Zach Swearingen, Fish and Game’s Clearwater Region habitat manager, said the guide is a tool land managers can use when taking actions specifically aimed at improving moose habitat, as well as when conducting wood or fuel reduction projects design, but also want to improve living space as a side benefit.

“You can use it out in the field to identify the plant species that are most beneficial to moose,” he said.

For Schlegel it was there, done. He said there are similar studies from the 1950s that show what needs to be done to help moose, and where.

“They’re reinventing the wheel,” he said. “My biggest frustration is that nothing has happened for 25 years and they have known what to do for 25 years.”

When he says “they,” Schlegel is referring to the US Forest Service. Andrew Skowlund, ranger of the North Fork District of the Nez Perce-Clearwater National Forest, acknowledges that habitat modification is difficult and can take a long time.

Plants in the bushveld along Kelly Creek are in many places more than 20 feet tall—too tall for moose. Prescribed fires, such as the 1,000 acres burned at the East Saddle Project, can reset these fields and generate new growth.

To duplicate the project on a larger scale, Skowlund said the agency is working to complete the environmental analysis covering vast expanses of roadless areas in the North Fork and Lochsa districts.

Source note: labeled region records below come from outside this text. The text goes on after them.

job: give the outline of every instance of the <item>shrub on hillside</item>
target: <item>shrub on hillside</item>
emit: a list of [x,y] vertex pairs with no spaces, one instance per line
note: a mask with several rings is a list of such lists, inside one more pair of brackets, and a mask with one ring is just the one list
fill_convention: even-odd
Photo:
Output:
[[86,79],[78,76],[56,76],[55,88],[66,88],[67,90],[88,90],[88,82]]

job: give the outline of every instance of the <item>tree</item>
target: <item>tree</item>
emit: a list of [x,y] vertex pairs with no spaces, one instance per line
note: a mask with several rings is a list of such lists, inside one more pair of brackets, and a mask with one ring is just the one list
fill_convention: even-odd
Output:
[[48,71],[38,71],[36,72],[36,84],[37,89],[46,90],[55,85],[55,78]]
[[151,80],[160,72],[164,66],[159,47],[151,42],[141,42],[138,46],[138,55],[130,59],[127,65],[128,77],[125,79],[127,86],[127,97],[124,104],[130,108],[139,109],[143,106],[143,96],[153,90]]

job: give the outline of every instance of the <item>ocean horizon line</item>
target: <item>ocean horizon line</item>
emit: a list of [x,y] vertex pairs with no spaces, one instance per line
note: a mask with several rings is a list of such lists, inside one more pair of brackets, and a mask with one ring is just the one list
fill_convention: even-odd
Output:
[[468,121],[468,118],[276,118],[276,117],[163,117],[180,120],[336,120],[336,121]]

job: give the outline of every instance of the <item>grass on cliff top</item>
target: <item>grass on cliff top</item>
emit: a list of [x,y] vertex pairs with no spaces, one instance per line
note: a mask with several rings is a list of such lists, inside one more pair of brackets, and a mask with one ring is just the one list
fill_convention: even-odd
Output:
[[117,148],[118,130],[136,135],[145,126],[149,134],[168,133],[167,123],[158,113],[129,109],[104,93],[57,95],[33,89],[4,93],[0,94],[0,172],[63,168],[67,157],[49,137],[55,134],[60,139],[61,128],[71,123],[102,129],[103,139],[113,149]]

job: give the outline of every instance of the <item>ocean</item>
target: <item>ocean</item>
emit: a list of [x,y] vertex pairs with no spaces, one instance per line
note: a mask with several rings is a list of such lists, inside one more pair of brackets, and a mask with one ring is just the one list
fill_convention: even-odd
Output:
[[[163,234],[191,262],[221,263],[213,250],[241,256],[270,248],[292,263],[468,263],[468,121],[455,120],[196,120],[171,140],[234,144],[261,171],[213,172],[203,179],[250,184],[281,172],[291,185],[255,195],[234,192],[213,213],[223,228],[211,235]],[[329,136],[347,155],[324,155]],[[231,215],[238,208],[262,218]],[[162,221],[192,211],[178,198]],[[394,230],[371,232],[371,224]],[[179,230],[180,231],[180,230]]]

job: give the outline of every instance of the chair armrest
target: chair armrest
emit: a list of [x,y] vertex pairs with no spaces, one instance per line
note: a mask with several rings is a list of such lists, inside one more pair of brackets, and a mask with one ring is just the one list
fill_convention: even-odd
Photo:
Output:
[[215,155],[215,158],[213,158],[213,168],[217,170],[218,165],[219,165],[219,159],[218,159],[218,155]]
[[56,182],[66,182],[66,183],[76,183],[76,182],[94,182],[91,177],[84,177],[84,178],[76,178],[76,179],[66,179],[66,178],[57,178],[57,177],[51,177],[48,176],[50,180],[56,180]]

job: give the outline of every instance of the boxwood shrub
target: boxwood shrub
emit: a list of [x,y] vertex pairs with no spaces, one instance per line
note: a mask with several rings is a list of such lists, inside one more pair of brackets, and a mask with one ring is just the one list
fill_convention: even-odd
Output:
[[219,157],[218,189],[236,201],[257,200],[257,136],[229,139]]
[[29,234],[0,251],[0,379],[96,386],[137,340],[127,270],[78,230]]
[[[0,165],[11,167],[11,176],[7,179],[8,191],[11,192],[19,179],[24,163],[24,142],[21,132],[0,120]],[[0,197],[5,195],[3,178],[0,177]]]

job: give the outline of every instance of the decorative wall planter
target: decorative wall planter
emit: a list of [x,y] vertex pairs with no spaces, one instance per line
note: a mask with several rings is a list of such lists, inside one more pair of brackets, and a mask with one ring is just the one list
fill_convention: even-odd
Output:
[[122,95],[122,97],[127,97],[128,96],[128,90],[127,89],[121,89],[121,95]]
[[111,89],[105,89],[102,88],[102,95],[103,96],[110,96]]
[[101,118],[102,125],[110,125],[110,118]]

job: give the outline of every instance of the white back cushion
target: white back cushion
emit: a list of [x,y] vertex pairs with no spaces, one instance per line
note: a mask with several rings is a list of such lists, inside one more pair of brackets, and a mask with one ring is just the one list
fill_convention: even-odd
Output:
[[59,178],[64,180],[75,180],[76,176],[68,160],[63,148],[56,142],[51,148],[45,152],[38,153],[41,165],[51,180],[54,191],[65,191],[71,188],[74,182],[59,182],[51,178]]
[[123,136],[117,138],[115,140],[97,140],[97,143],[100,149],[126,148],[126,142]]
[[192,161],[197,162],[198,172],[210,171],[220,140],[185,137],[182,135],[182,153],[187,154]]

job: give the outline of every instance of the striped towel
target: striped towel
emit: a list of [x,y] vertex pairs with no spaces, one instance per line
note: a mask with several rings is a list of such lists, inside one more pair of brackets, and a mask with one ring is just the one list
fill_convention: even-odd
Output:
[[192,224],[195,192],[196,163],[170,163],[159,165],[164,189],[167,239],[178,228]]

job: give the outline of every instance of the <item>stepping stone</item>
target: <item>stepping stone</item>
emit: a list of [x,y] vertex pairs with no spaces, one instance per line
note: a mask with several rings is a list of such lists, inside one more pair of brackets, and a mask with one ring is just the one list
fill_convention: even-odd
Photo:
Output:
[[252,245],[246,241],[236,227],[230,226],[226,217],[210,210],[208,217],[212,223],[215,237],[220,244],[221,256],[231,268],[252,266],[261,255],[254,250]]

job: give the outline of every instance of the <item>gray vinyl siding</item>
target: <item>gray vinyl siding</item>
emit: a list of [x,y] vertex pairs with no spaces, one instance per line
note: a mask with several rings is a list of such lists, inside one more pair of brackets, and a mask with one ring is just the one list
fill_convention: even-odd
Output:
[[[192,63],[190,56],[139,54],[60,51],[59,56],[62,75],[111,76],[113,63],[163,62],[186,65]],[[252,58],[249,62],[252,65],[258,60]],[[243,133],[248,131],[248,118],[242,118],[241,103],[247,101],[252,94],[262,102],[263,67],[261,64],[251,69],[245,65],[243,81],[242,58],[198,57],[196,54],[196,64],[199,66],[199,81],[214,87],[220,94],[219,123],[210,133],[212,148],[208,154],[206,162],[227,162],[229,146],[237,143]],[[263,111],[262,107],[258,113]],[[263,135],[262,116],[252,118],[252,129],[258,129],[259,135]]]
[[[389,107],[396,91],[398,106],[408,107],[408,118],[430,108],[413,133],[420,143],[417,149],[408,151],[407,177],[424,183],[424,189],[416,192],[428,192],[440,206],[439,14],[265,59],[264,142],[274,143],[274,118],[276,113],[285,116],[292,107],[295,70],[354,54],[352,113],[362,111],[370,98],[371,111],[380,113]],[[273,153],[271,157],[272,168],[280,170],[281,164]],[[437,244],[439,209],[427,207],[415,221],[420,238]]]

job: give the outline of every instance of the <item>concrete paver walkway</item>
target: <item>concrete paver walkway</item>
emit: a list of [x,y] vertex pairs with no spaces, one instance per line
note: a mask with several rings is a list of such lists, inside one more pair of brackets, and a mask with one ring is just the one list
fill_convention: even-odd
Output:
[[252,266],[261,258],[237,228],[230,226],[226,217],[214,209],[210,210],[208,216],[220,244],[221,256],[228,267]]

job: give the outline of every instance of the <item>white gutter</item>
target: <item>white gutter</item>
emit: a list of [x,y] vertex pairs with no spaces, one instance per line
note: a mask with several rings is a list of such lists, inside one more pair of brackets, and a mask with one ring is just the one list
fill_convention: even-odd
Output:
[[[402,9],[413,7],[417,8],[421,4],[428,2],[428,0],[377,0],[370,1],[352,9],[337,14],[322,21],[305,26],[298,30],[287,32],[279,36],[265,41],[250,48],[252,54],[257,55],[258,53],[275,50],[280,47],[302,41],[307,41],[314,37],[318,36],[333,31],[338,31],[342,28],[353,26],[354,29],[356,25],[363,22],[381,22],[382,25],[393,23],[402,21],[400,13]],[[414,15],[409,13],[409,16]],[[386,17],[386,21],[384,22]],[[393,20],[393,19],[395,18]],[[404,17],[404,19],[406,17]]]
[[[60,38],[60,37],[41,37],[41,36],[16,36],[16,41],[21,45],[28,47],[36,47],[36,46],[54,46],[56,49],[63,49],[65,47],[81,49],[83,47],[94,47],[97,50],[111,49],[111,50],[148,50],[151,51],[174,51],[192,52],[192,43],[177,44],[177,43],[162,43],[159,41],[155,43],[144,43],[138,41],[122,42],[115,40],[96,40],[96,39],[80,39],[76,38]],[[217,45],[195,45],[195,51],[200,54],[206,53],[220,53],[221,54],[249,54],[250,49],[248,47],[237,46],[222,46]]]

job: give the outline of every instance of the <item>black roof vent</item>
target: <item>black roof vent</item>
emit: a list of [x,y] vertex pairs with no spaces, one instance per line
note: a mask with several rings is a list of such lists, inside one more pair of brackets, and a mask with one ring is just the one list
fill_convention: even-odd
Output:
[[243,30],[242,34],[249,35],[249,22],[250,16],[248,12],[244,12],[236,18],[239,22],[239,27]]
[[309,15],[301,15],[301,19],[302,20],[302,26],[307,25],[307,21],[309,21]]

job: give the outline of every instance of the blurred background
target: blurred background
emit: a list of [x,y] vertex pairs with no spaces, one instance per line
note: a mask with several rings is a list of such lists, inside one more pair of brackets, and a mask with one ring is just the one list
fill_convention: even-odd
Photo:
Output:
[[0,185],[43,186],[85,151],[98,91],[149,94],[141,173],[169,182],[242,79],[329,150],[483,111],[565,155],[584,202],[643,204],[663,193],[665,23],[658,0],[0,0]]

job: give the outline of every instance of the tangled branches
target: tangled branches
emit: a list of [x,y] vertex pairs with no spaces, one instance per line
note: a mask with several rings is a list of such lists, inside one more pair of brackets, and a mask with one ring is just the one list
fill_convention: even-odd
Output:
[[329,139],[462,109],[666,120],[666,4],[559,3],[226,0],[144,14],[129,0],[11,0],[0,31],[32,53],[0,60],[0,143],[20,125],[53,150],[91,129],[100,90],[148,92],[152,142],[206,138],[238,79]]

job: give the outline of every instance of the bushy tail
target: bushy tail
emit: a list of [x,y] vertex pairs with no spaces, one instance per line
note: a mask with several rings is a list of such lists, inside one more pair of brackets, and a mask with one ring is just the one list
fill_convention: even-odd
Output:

“The more ground that’s covered and cleared, the more options you have in a given landscape,” he said.

Projects that have already gone through the National Environmental Policy Act process will increase the agency’s ability to implement controlled burns if conditions are right. It also gives the agency flexibility in dealing with natural fires.

“We can go out and add fire and help,” he said of a hypothetical fire started by a lightning strike. “The reality is one of our biggest obstacles to getting this work done and implementing it, and that is smoke extraction. So if Mother Nature gets involved, we don’t have to worry as much about smoke, there are just fewer regulatory hurdles to overcome when it’s a wildfire event.”

He said the agency is watching for smoke. Fires in the upper North Fork often drive smoke toward Missoula and Montana’s Bitterroot Valley.

“There’s always a consideration about our downwind communities and what the impact of the smoke will be,” he said. “There are people who are sensitive and I realize that this has real implications for people’s health.I’d rather have a bit of smoke in our conditions than the entire Bitterroot Valley being in catastrophic wildfire conditions for months.”